In describing a suspicious character who had visited his home, Ralph Waldo Emerson said, “The louder he talked of his honor, the faster we counted our spoons.”
Average Americans today might need to be counting their spoons, because President Obama and the Congress have visited Timothy Geithner upon us. He’s the new treasury secretary, our nation’s top financial official, whose duties include handling the ongoing Wall Street debacle.
Not only has Geithner felt it necessary to talk insistently about his honor, but Obama and assorted members of Congress have also felt compelled to assure us that Tim really is an honest guy. It’s a bit like hanging a sign on the Treasury building declaring, “Honest Tim’s Used Bailouts.”
What forced this rash of testimonials to Geithner’s integrity is that, in a 2006 audit, the IRS found that he had failed to pay his Social Security and Medicare taxes for 2003 and 2004. Oops, my bad, said Geithner at the time, ponying up $16,732 for back taxes and interest.
But — oops, again — when he was being vetted for the Treasury job last November, it turns out he’d also dodged these same payroll taxes in 2001 and 2002. He conveniently failed to volunteer these earlier violations to the auditors in 2006. Nailed by the presidential vetters, Geithner sheepishly rushed out another belated payment to the IRS, this one totaling $25,970.

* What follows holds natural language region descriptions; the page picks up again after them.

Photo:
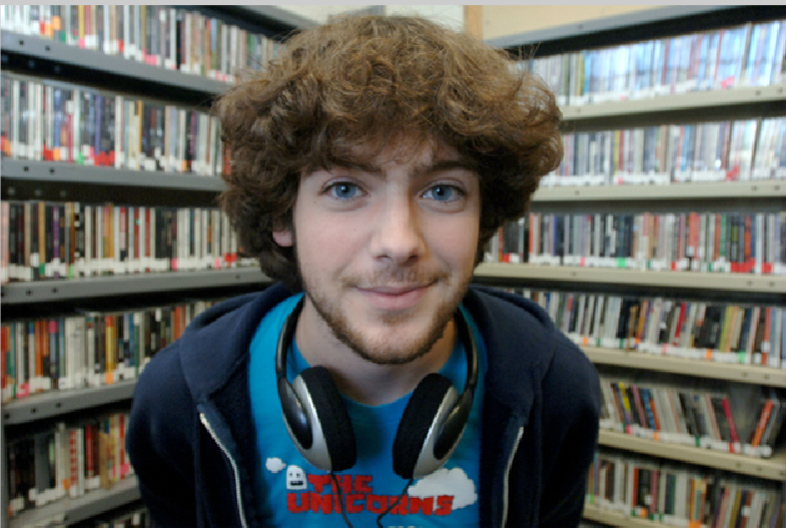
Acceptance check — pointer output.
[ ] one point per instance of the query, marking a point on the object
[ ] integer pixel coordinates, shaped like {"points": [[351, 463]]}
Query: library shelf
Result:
{"points": [[53, 172], [695, 192], [21, 293], [613, 517], [58, 402], [752, 374], [64, 56], [70, 511], [740, 282], [748, 96], [773, 468]]}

“It was an innocent mistake,” Obama quickly asserted when the transgression became public: “Careless and avoidable, but unintentional,” insisted the perpetrator himself. “A lot to do about nothing,” said Sen. Judd Gregg, dismissively.
Well, plenty of people do make mistakes on their tax forms, or even occasionally try to scoot by Uncle Sam without paying the full due bill. But none of these folks was nominated to run the agency that includes the IRS! And none of them has worked in key positions at the Treasury under three presidents, been a major official at the International Monetary Fund or headed the Federal Reserve Bank of New York for the past five years, as has Geithner.